Question

Find the least multiple of $23$ which when divided by $18,21$ and $24$ leaves remainder $7,10$ and $13$ respectively

Answer 1

From given data

When a number is divided by $18$, it leaves a remainder of $7$.

When the same number is divided by $21$, it leaves a remainder of $10$.

When the same number is divided by $24$, it leaves a remainder of $13$.

Observing the constant difference of $11$ between divisor and remainder:

We can conclude that if $11$ is subtracted from the LCM of $18,21$ and $24$, then it will leave a remainder of $7$ when divided by $18$, a remainder of $10$ when divided by $21$ and a remainder of $13$ when divided by $24$.

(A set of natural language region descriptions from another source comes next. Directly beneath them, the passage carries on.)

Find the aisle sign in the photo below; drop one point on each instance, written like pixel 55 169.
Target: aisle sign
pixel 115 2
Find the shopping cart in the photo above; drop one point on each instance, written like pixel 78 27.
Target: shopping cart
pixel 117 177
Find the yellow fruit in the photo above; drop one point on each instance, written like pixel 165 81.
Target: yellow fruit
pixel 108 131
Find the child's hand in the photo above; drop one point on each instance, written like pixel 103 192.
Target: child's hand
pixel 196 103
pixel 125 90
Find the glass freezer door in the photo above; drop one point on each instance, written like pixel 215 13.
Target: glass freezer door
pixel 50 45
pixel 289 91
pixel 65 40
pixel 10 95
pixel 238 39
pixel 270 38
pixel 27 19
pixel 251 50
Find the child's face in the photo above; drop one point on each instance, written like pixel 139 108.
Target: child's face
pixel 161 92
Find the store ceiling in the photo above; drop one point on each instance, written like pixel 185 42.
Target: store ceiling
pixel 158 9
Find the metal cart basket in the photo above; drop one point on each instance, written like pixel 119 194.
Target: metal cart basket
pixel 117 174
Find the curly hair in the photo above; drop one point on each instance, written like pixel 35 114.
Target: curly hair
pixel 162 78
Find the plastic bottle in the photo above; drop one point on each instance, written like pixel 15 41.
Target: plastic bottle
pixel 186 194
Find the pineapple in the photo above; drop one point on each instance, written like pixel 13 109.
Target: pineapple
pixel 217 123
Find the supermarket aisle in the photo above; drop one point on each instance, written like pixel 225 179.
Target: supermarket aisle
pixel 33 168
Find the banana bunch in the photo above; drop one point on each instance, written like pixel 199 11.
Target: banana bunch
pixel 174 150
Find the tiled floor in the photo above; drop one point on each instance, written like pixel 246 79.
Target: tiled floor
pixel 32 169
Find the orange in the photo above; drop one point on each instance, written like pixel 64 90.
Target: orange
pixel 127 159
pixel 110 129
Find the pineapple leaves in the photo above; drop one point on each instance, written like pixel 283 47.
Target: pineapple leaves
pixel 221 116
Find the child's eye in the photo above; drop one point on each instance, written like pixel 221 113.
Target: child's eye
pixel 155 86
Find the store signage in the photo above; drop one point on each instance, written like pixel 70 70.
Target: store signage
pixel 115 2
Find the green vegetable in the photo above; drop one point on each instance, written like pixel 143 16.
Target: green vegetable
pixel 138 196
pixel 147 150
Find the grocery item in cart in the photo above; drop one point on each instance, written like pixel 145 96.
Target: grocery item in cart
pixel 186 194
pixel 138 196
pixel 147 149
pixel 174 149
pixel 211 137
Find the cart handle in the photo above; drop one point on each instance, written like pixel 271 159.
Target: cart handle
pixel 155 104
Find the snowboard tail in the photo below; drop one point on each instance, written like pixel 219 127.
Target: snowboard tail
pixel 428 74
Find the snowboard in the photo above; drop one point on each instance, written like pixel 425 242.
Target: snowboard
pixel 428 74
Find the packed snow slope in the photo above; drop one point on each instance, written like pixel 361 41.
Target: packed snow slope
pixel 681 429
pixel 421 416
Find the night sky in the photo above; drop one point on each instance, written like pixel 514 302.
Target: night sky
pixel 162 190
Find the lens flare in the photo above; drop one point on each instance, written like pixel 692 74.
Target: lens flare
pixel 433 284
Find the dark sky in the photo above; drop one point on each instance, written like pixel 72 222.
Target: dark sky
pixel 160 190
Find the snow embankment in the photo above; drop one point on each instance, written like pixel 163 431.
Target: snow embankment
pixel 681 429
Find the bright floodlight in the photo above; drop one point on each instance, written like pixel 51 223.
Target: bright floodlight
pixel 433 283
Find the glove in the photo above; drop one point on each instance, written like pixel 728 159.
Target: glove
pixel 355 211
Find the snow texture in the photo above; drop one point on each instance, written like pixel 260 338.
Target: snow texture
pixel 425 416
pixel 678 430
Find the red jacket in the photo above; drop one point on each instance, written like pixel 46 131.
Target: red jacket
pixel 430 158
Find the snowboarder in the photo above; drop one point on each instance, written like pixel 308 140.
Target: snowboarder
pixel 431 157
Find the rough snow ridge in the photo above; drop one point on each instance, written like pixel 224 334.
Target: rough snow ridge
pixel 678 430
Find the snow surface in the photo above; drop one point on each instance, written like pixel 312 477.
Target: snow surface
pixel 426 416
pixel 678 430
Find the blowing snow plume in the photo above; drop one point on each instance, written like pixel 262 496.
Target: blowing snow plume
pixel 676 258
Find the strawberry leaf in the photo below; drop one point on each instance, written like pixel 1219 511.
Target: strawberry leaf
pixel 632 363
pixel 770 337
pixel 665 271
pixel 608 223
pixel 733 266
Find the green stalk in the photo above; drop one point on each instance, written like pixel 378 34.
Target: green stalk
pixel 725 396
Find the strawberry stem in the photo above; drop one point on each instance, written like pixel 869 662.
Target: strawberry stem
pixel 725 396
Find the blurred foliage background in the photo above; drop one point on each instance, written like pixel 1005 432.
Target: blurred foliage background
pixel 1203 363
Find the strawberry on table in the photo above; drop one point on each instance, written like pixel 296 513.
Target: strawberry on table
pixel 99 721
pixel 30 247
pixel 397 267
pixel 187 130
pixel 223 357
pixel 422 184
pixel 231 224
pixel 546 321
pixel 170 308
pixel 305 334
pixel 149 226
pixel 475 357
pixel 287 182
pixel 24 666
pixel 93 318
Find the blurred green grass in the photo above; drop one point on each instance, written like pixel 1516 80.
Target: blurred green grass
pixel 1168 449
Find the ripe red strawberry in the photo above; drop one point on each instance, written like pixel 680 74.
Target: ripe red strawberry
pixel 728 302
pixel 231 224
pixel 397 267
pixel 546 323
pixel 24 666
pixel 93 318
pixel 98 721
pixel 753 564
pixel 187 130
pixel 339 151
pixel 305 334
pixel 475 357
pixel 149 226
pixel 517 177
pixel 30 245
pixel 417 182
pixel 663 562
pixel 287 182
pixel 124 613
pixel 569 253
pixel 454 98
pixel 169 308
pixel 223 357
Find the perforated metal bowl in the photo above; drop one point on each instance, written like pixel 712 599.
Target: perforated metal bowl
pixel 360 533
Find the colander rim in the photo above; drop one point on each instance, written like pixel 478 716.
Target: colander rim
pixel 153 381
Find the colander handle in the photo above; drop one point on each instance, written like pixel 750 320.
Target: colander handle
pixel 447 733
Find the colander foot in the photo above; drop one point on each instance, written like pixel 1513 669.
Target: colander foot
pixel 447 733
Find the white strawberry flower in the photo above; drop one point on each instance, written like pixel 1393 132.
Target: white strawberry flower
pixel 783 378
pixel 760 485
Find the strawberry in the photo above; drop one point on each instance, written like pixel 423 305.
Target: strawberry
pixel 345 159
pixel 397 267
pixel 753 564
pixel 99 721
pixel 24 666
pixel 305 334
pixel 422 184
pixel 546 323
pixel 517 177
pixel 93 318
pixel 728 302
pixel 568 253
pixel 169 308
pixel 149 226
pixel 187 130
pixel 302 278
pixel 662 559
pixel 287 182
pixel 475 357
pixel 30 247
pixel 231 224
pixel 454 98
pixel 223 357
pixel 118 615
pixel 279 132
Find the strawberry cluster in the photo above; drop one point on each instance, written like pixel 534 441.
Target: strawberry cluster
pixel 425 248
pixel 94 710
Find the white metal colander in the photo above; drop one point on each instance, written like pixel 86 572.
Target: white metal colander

When $11$ is subtracted from any multiple of LCM, it will give the same result.

Now,

$18=2\times 3\times 3$

$21=3\times 7$

$24=2\times 2\times 2\times 3$

∴ LCM of $18,21$ and $24=2^3\times 3^2\times 7=504$

So, any number of the form $(504n–11)$ will give the required remainders, when $n$ is an integer.

But, this number also has to be divisible by $23$.

Using trial and error method, for $n=6$:

We find that, $504n–11=504\times 6–11=3024–11=3013$

Thus, the required number which satisfies all the conditions is $3013$.